God’s Finger (Vaera)
When I was young, I said to God, god, tell me the mystery of the universe. But God answered, that knowledge is for me alone. So I said, god, tell me the mystery of the peanut. Then God said, well, George, that’s more nearly your size. -George Washington Carver
In the third of what would be the ten plagues to hit Egypt, Pharaoh’s sorcerers insightfully declare “this is God’s finger.” They understood from the third plague, the plague of lice, that this was not some sleight of hand or some conjurers trick. This was direct divine intervention. They would learn, to the point of destruction, that there is an active, involved God who feels free to direct matters and phenomena in a more “personal” fashion and not always leave things up to “nature” or probability.
Rabbeinu Bechaye on Exodus 8:15 (Vaera) quotes Rabbi Saadia Gaon who highlights that there are only two other events in the Hebrew Bible where the finger of God is mentioned. One is when it describes the writing of the Ten Commandments upon the tablets of the law. The second is in a description of the creation of the celestial spheres (Psalms 8:4). This limited and exclusive use of God’s Finger in the biblical text comes to teach a deeper lesson, namely that God is ultimately responsible for everything in our world, big, little, sacred or mundane.
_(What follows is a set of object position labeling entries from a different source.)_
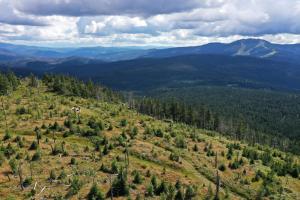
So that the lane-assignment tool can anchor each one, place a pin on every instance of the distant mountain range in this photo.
(246, 47)
(247, 63)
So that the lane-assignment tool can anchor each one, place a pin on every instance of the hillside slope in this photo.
(76, 150)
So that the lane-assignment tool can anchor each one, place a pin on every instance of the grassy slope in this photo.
(147, 151)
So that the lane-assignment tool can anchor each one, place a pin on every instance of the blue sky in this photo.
(147, 22)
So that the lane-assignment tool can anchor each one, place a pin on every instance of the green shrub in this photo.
(95, 193)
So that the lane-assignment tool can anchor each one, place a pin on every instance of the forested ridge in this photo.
(62, 138)
(228, 123)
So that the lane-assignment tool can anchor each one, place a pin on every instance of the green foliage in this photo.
(36, 156)
(95, 193)
(75, 186)
(222, 167)
(123, 122)
(52, 175)
(33, 146)
(13, 166)
(27, 182)
(119, 186)
(137, 178)
(73, 161)
(180, 142)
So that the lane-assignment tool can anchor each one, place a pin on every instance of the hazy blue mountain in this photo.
(246, 47)
(180, 71)
(100, 53)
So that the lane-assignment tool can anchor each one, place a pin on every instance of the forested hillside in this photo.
(65, 139)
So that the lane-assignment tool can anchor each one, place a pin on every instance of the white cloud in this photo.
(144, 22)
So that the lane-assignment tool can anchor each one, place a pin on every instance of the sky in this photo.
(147, 22)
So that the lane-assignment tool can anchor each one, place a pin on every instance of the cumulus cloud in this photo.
(108, 7)
(145, 22)
(10, 15)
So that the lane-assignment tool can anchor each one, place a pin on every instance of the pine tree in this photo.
(95, 193)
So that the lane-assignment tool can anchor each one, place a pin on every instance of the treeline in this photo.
(199, 116)
(8, 83)
(69, 86)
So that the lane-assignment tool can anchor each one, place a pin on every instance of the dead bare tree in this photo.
(20, 172)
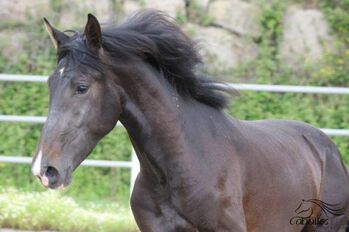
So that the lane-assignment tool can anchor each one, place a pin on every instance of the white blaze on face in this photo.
(37, 164)
(61, 72)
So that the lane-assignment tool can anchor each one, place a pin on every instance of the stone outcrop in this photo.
(227, 30)
(221, 50)
(237, 16)
(306, 36)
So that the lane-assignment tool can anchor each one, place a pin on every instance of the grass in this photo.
(50, 210)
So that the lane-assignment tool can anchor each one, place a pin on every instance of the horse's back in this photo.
(294, 161)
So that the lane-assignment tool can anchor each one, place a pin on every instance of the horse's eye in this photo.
(81, 89)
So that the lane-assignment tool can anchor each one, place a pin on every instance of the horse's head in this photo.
(84, 105)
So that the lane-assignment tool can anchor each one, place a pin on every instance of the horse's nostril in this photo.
(52, 174)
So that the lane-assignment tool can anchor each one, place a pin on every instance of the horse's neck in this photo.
(153, 118)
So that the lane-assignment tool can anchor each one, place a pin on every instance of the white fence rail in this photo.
(133, 165)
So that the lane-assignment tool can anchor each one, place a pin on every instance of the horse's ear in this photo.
(57, 37)
(93, 32)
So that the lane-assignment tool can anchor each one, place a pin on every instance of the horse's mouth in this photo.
(62, 181)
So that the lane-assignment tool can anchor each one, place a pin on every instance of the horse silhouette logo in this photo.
(315, 212)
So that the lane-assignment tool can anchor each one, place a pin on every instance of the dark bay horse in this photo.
(201, 170)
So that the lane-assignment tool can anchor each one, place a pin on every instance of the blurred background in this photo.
(291, 42)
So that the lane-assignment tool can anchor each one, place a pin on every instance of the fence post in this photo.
(134, 169)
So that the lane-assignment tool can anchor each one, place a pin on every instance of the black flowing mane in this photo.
(153, 37)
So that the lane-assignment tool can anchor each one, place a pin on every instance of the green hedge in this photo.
(112, 184)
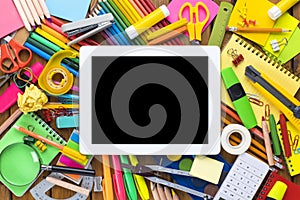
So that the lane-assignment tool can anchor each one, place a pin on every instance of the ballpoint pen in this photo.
(107, 185)
(118, 179)
(140, 182)
(128, 180)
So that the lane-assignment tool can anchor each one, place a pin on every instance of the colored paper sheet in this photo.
(175, 5)
(10, 19)
(255, 10)
(71, 10)
(207, 169)
(288, 22)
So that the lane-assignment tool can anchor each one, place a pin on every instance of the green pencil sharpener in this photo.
(238, 97)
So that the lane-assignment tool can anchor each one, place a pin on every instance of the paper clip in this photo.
(276, 44)
(237, 58)
(267, 111)
(255, 101)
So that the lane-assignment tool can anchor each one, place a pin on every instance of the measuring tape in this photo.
(39, 191)
(221, 21)
(53, 68)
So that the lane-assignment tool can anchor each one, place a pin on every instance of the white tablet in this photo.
(150, 100)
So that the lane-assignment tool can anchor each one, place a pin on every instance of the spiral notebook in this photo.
(293, 162)
(292, 191)
(264, 64)
(34, 123)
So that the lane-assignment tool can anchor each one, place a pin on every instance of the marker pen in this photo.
(281, 7)
(147, 22)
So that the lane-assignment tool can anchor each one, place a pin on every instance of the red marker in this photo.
(285, 136)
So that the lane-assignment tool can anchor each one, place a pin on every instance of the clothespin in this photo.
(93, 25)
(276, 44)
(237, 58)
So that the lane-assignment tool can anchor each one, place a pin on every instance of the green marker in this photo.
(274, 135)
(238, 97)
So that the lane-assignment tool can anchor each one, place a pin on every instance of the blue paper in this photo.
(71, 10)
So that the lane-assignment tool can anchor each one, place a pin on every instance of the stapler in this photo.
(89, 27)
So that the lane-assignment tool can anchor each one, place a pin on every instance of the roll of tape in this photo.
(245, 139)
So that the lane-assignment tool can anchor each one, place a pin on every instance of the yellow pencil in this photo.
(54, 40)
(58, 36)
(256, 29)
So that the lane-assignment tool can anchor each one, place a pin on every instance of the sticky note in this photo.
(71, 10)
(175, 5)
(10, 19)
(207, 169)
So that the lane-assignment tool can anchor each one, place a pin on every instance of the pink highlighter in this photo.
(10, 95)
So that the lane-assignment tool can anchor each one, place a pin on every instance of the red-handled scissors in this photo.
(17, 49)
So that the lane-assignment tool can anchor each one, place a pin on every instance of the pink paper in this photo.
(10, 20)
(175, 5)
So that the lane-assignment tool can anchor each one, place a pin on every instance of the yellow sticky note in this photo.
(207, 169)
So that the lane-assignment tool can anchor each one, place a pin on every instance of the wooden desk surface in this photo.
(60, 193)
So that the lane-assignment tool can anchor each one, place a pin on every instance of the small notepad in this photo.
(207, 169)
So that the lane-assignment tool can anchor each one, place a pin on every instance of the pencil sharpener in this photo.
(158, 100)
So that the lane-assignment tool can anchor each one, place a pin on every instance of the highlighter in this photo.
(274, 135)
(147, 22)
(238, 97)
(281, 7)
(277, 192)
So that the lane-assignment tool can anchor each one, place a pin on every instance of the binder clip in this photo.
(90, 26)
(276, 44)
(237, 58)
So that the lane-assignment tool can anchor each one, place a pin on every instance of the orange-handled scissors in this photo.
(17, 49)
(195, 28)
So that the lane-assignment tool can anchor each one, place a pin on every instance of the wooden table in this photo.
(60, 193)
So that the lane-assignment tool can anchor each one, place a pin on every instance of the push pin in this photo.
(276, 44)
(245, 22)
(237, 58)
(252, 21)
(242, 24)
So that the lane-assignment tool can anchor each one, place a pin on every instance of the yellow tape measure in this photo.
(55, 79)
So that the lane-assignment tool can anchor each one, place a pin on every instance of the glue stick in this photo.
(153, 18)
(281, 7)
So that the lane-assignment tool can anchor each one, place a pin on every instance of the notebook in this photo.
(10, 19)
(35, 123)
(73, 143)
(244, 179)
(264, 64)
(286, 52)
(293, 162)
(291, 193)
(255, 10)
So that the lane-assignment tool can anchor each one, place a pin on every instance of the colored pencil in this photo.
(257, 30)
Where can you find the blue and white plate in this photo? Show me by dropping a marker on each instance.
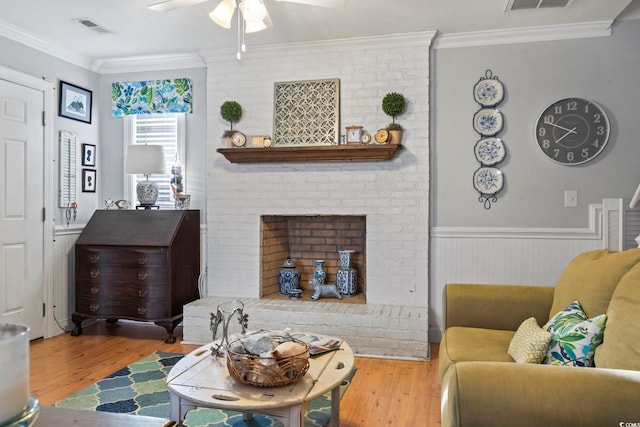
(488, 121)
(487, 180)
(488, 92)
(490, 151)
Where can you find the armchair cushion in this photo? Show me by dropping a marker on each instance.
(621, 346)
(470, 344)
(591, 278)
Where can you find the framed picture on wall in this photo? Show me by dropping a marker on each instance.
(88, 155)
(75, 102)
(88, 181)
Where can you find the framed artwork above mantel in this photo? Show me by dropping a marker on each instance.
(306, 113)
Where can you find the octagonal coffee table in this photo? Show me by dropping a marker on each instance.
(199, 380)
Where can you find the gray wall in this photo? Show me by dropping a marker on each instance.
(603, 69)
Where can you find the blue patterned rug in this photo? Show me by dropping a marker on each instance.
(140, 389)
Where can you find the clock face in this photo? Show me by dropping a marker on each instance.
(572, 131)
(238, 139)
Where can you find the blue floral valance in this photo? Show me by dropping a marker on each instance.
(152, 96)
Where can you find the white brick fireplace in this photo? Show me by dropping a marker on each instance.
(392, 195)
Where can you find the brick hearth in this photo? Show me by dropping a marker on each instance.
(370, 329)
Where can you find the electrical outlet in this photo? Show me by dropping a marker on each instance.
(570, 198)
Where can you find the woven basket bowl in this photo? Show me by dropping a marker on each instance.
(267, 371)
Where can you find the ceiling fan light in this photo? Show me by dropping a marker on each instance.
(223, 13)
(254, 26)
(253, 10)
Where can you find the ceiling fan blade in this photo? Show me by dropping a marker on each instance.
(323, 3)
(167, 5)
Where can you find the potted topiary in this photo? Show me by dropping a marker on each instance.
(393, 104)
(230, 111)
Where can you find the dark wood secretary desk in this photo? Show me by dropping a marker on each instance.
(138, 265)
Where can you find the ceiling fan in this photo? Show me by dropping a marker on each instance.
(167, 5)
(252, 15)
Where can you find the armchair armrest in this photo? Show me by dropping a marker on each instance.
(495, 394)
(495, 306)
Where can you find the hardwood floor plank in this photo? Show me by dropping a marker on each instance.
(384, 391)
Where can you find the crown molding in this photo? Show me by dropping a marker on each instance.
(150, 62)
(13, 33)
(422, 39)
(524, 35)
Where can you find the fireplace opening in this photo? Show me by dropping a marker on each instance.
(306, 239)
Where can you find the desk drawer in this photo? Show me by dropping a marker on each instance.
(124, 308)
(98, 256)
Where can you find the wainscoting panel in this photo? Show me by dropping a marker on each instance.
(526, 256)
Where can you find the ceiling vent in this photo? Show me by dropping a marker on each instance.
(91, 25)
(536, 4)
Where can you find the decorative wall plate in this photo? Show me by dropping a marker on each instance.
(490, 151)
(488, 92)
(488, 180)
(488, 121)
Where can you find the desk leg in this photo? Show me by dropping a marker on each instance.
(335, 407)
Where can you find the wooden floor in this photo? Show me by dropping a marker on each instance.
(383, 392)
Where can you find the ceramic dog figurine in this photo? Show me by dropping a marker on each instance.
(330, 289)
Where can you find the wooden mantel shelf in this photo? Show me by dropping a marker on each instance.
(312, 153)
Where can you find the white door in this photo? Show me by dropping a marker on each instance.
(21, 205)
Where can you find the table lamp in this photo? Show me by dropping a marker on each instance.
(145, 159)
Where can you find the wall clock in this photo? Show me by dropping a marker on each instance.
(572, 131)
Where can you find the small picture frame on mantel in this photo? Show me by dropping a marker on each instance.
(75, 102)
(88, 180)
(88, 155)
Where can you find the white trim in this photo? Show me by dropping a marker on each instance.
(150, 63)
(416, 40)
(593, 231)
(18, 35)
(524, 35)
(49, 175)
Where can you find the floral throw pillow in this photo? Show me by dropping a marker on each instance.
(575, 337)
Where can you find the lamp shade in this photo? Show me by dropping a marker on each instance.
(223, 13)
(145, 159)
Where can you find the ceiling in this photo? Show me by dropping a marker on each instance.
(134, 30)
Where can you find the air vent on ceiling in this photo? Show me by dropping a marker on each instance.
(536, 4)
(91, 25)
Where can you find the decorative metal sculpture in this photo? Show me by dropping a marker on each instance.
(224, 313)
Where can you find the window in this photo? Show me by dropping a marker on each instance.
(166, 130)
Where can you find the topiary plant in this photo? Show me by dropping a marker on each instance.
(393, 104)
(230, 111)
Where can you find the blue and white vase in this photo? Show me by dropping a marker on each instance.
(319, 274)
(346, 277)
(288, 277)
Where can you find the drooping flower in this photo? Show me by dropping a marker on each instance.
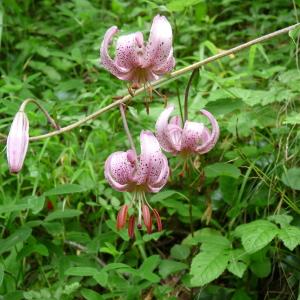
(148, 172)
(193, 137)
(17, 142)
(134, 61)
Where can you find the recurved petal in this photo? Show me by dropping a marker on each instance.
(107, 62)
(159, 45)
(17, 142)
(167, 66)
(162, 131)
(149, 149)
(159, 173)
(191, 135)
(119, 171)
(208, 142)
(129, 54)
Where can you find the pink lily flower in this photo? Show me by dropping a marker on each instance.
(148, 172)
(17, 142)
(135, 61)
(192, 138)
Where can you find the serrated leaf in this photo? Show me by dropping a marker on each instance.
(180, 252)
(222, 169)
(18, 236)
(290, 235)
(90, 294)
(207, 266)
(256, 235)
(62, 214)
(101, 278)
(168, 266)
(81, 271)
(237, 268)
(65, 189)
(282, 220)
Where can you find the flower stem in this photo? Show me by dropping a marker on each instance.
(51, 121)
(172, 75)
(126, 128)
(186, 94)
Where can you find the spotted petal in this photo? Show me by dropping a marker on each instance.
(129, 54)
(119, 171)
(107, 61)
(191, 135)
(159, 47)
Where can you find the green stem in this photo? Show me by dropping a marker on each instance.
(172, 75)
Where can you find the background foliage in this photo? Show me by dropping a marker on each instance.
(58, 236)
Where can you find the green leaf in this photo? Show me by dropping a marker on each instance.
(207, 266)
(290, 235)
(167, 267)
(65, 189)
(180, 252)
(222, 169)
(18, 236)
(1, 274)
(62, 214)
(291, 178)
(101, 278)
(282, 220)
(36, 204)
(90, 294)
(81, 271)
(256, 235)
(147, 268)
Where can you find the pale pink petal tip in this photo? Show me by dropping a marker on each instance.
(17, 142)
(134, 61)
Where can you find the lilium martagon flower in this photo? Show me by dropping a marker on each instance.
(192, 138)
(17, 142)
(136, 61)
(148, 172)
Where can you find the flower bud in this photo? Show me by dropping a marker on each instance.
(17, 142)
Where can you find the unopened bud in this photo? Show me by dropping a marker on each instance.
(17, 142)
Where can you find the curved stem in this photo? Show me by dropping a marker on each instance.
(51, 121)
(126, 128)
(174, 74)
(186, 94)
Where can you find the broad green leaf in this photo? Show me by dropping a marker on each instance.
(256, 235)
(18, 236)
(65, 189)
(222, 169)
(282, 220)
(207, 266)
(291, 178)
(147, 268)
(237, 268)
(81, 271)
(62, 214)
(90, 294)
(180, 252)
(101, 277)
(293, 118)
(167, 267)
(290, 235)
(36, 204)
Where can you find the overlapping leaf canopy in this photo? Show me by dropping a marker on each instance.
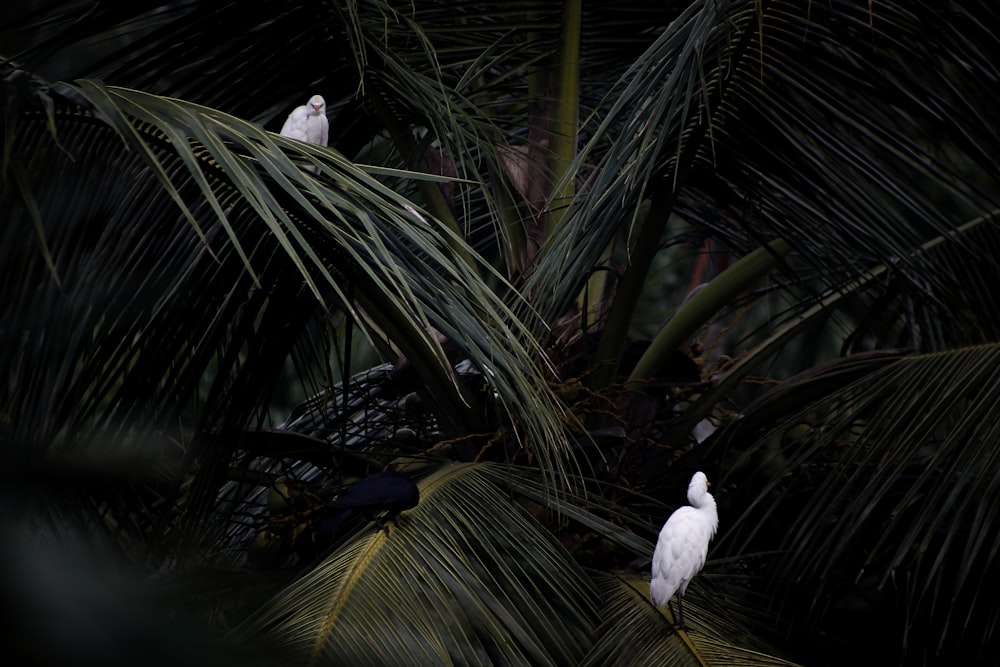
(164, 255)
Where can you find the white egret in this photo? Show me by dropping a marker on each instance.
(683, 544)
(308, 123)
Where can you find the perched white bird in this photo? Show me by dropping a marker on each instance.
(683, 544)
(308, 123)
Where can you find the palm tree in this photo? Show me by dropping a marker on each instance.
(593, 248)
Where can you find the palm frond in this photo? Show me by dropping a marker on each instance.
(633, 632)
(465, 577)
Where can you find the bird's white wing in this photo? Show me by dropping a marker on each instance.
(317, 129)
(680, 553)
(297, 124)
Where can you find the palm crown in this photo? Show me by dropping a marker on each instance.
(597, 248)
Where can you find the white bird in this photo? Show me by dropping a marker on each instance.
(308, 123)
(683, 545)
From the largest creations known to man, the planets and the stars, to the smallest visible creature, a gnat; God is the Creator of the massive, the minuscule, and everything in between. However, He is also the scribe of the Tablets of the Law, the material of which was merely the lowly rock, but no earthly item ever possessed such divine radiance.
The reason the term Finger of God is used in all three wildly different aspects is to relay that God is capable of everything. It is all within His capacity. The infinitely large and the infinitely small are equally within His purview. God is involved behind the scenes in creating, overseeing and enabling our reality. His preference is, as with the commandments, that we use the material reality that He provides and sustains to reach for the sacred, the holy and the divine. Then we may have a chance to grasp a part of God.
May we see the finger of God in our reality and appreciate it.
To the memory of Eliezer Ben Yehuda, Father of Modern Hebrew, on his 160th anniversary.